Tribalism is especially virulent when it is found in noble and tolerant people who are aware of their own virtue and who feel totally justified in their hatred of those in whom it is lacking. Consider Himmler’s speech to the SS at Posen:
And then they turn up, the upstanding 80 million Germans, and each one has his decent Jew. They say the others are all swines, but this particular one is a splendid Jew. But none has observed it, endured it. Most of you here know what it means when 100 corpses lie next to each other, when there are 500 or when there are 1,000. To have endured this and at the same time to have remained a decent person — with exceptions due to human weaknesses — has made us tough, and is a glorious chapter that has not and will not be spoken of.

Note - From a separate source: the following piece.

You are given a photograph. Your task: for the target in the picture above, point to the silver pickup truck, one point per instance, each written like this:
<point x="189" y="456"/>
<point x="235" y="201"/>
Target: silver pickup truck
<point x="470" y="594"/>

Himmler’s appeal is to the higher moral instincts. In argument, beware of appeals to morality and moral solidarity. Best is exact knowledge of the case, and failing that, an intelligent imagination. In any conversation, always believe yourself to be a worse person than your partner. Let him keep the moral advantage; this may make him a little more relaxed in the presence of different ideas, and make you more prepared to question your own.

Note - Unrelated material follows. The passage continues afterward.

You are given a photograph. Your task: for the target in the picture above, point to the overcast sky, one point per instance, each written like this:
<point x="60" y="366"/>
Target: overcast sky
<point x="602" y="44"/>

7. Evolution, we now know, takes place at all levels, all scales, and all time intervals. The brain alters its structure by thinking. We alter our bodies by action. We alter the potentiation, activation, and suppression of our genes (though not our genes themselves) by our habit and experience, and pass these settings on to our young. Through different rates of reproductive success we alter the gene-frequency of the species. By divergence in species habit and habitat we alter our species. By genetic engineering we may even alter our genes. This multilevel alterability is the substance and complex mechanism of freedom. Thus subsidiarity holds true for our biology, from the small, local and momentary to the large, global, and epochal. Freedom operates at all scales; the future does not exist, but is made by this work. Even inanimate matter alters itself by appearing in the next moment with slightly different coordinates with respect to everything else. But allow each level its own sphere. Do not overmaster the humble evolution of a good habit. Freedom is not merely the condition of creativity; it is creation itself. If love is the highest of all virtues, what is love if it is not the willing of the loved one’s freedom to make herself as she will?